Ontario’s horse-racing industry needs to become a player on the global stage and offer new gambling products to help secure its future viability, a report says.
The industry could generate $100-million a year in new revenues if it had a monopoly for betting on single sporting events – something that could become legal if pending federal legislation is enacted – and a lottery specifically for horse racing, says the report released on Tuesday.
The additional revenues would help offset funding the industry no longer receives from the province. The government announced in its budget last March that it would no longer use revenue from racetrack slot machines to prop up the industry.
The three-member panel – consisting of former cabinet ministers Elmer Buchanan, John Snobelen and John Wilkinson – was set up to advise the government on how to help the industry adjust to the end of the provincial funding program.
The panel concludes the industry is worth saving but says the onus is on government to take a proactive interest in it. The panel said the onus is also on the industry to provide better service to their core customers, those who place wagers on horse races.
“Ontario’s horse racing industry is at a crossroads,” the report says. “A sustainable future is possible, but only if the government takes action now.”
For their part, the report says, track operators in Ontario often fail to meet their customers’ expectations. Consumers are attracted to competitive races with full fields, more horses in each race and large wagering pools, something that is often lacking, the report says.
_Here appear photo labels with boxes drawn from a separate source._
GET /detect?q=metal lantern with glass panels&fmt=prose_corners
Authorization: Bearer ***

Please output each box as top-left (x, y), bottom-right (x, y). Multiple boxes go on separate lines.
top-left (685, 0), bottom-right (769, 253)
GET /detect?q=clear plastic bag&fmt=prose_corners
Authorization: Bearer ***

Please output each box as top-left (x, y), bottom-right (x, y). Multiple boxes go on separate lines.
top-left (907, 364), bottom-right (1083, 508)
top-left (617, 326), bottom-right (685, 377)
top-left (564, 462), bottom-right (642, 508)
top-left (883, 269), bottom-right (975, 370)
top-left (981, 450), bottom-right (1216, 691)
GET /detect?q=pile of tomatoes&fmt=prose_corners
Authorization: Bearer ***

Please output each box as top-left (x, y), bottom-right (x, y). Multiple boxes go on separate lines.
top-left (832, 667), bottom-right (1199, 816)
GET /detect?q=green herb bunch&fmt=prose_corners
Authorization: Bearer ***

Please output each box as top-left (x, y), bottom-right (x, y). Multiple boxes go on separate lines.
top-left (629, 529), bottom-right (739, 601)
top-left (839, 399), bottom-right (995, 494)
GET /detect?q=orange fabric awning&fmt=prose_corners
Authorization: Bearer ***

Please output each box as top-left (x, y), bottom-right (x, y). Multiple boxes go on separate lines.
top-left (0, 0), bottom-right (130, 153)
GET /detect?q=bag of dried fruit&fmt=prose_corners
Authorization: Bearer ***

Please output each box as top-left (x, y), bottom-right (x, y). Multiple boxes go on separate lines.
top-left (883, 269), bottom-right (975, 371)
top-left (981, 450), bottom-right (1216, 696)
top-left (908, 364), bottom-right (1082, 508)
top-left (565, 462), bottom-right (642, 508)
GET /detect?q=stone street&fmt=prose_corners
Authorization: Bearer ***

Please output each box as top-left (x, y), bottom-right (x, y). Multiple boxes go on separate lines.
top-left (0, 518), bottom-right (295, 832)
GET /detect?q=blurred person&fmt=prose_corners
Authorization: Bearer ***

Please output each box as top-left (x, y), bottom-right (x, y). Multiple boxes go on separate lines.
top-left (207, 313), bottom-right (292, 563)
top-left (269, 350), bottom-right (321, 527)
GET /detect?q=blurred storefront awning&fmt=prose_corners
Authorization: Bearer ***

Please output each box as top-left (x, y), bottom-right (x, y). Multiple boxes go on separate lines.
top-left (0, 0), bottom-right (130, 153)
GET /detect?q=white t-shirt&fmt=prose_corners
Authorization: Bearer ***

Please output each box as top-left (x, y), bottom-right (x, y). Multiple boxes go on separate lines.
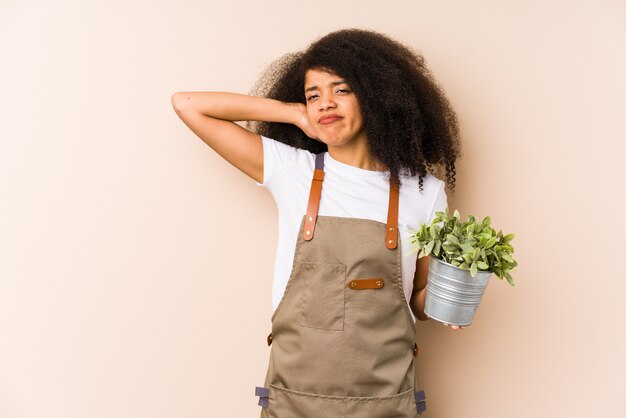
top-left (255, 136), bottom-right (447, 320)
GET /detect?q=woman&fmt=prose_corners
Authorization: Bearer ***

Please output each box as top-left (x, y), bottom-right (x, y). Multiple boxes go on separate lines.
top-left (172, 29), bottom-right (460, 418)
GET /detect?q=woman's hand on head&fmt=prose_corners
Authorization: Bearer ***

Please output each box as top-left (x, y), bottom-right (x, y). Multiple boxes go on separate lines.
top-left (290, 103), bottom-right (319, 141)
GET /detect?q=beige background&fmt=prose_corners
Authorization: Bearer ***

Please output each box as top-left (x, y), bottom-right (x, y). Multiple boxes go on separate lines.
top-left (0, 0), bottom-right (626, 418)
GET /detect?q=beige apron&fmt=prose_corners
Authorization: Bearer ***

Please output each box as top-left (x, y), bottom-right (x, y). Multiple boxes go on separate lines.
top-left (256, 153), bottom-right (426, 418)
Horse racing now operates in a global market. Racetracks in Ontario pull in about $20-million in net revenues a year from bets placed by individuals outside the province. At the same time, many Ontarians follow and place bets on horse racing in international markets. Nabbing a larger share of the competitive world market is crucial to the industry’s long-term sustainability, the report says.
Industry officials have complained they cannot survive without provincial funding. But the panel said it would be a mistake for the government to reinstate a program that had the province pay 20 per cent of slot revenues to racetrack operators in exchange for the Ontario Lottery and Gaming Corporation placing the machines at the tracks. Since the program began 15 years ago, racetracks have received $3.7-billion in slots revenue. Last year alone, the industry received $345-million.
On average, more than 60 per cent of purse money awarded in Ontario horse races comes from slots money. At some tracks, the slots make up more than 90 per cent of purses.
“The program has provided far more money than was needed to stabilize the industry – its original purpose – and has done so without compelling the industry to invest in a better consumer experience,” the report says.
But the report warns that the $50-million in transition funding the government has promised, spread over three years, is not enough. Just how much funding the panel is recommending is not known. It asked the government not to disclose the amount, saying this is something that should be negotiated between the province and the industry.
Ted McMeekin, Minister of Agriculture, Food and Rural Affairs, said in a statement he is prepared to negotiate. His overture was welcomed by Sue Leslie, president of the Ontario Horse Racing Industry Association.
“As our industry continues to crumble around us, OHRIA can’t sufficiently state the urgency for these negotiations to commence immediately,” she said.
New Democratic Party MPP Taras Natyshak accused the government of leaving the industry “out in the cold” by pulling the funding.
“With a swipe of a pen and without any consultation, the government cancelled a revenue generating program without providing an alternative to the industry,” he said in a statement.